The (-1,-1) scenario in the matrix corresponds to the market: selling becomes the individually rational choice, even though the community still campaigns for (3,3). This shows that a slogan-based equilibrium is fragile when balance sheets deteriorate — game-theory metaphors cannot override the on-chain sell button.
From late 2021 to early 2022, the landscape featured: extremely high nominal APYs, (3,3) trending on Twitter, simultaneous fork launches on multiple chains, and rapid TVL growth. Investors often compared new forks to OHM's early price action, creating path-dependent expectations.
As token supply ballooned and Bids demand thinned, researchers and critics flagged concerns: rebasing high APYs showed Ponzi-like traits, treasury assets were insufficient to back the market cap, teams were anonymous with admin keys, etc.
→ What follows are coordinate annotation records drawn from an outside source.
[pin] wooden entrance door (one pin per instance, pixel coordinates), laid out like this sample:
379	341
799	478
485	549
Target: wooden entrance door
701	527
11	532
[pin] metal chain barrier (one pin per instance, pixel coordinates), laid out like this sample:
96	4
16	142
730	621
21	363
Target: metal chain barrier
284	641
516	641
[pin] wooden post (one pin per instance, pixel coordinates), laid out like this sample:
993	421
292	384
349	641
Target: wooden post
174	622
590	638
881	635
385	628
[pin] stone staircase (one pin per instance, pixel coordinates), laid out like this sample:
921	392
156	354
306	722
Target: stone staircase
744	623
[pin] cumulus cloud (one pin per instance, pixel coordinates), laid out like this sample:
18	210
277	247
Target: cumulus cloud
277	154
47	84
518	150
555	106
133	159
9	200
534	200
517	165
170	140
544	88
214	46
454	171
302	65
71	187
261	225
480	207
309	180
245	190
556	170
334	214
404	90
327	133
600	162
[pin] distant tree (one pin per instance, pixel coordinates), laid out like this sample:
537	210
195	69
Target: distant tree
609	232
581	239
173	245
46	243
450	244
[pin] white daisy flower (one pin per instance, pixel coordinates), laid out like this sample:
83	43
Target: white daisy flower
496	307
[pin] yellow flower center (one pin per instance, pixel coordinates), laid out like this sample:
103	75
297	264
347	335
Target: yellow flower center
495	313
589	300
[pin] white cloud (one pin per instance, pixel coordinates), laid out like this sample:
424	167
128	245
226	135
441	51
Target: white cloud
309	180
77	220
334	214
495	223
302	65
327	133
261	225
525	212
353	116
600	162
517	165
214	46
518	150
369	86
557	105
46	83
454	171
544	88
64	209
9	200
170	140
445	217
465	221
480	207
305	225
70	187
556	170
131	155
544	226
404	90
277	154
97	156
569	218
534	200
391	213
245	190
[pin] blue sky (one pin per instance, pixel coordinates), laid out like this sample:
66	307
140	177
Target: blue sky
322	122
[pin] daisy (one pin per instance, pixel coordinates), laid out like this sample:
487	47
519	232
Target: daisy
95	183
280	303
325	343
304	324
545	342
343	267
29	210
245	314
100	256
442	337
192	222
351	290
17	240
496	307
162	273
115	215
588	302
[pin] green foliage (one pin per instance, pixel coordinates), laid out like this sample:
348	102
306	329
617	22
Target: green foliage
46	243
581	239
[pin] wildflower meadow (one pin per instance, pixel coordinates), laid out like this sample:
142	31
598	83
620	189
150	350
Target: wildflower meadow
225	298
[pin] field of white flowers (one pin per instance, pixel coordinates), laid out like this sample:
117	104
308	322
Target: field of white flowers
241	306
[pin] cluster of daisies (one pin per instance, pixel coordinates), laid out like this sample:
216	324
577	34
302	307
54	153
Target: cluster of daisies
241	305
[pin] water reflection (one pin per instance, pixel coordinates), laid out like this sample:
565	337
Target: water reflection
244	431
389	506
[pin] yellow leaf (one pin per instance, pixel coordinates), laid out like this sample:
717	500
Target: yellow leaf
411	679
Some projects cut APY, changed mechanisms, or pivoted to other narratives (e.g., ve models), but most failed to develop long-term demand independent of inflation.
In mid-to-late 2022, many (3,3)-tagged projects saw their prices drop over 90% from their peaks (specifics vary by project). The lasting legacy includes:
This article makes no value judgment on any token and does not list every project. Always verify with primary data from CoinGecko, DeFiLlama, and on-chain explorers.
| Type | Description |
|---|---|
| Inflation risk | High emissions + rebasing dilute early stakers |
| Bond sell pressure | Discounted token purchases expire, creating sell pressure |
| Treasury mismatch | Asset volatility or excessive own-token percentage |
| Composability risk | Leverage amplification when stacked with other DeFi protocols |
When liquidity is shallow, a medium-sized sell can cause significant slippage. In bear markets or when risk appetite declines, (3,3)-style assets tend to have higher beta, increasing the probability of a spiral.
Anonymous teams, admin keys, unaudited contracts, and rug pulls were common during the fork wave. The (3,3) slogan cannot substitute for audit reports or verified renounce of privileged permissions.
Community pressure that stigmatizes selling may temporarily boost staking rates, but when losses mount, it can also create information silos and delay risk recognition.
The (3,3) DAO fork phenomenon is a large-scale replication of the OHM mechanism and narrative during a specific market cycle. Its peak relied on high APY expectations and a liquidity bull run — not all forks had independent, long-term demand. The death spiral is a positive-feedback decline driven by inflation incentives, accumulated sell pressure, and collapsing confidence. It corresponds to the (-1,-1) outcome in the matrix, but its root causes are economic and mechanical, not simply "player moral failure."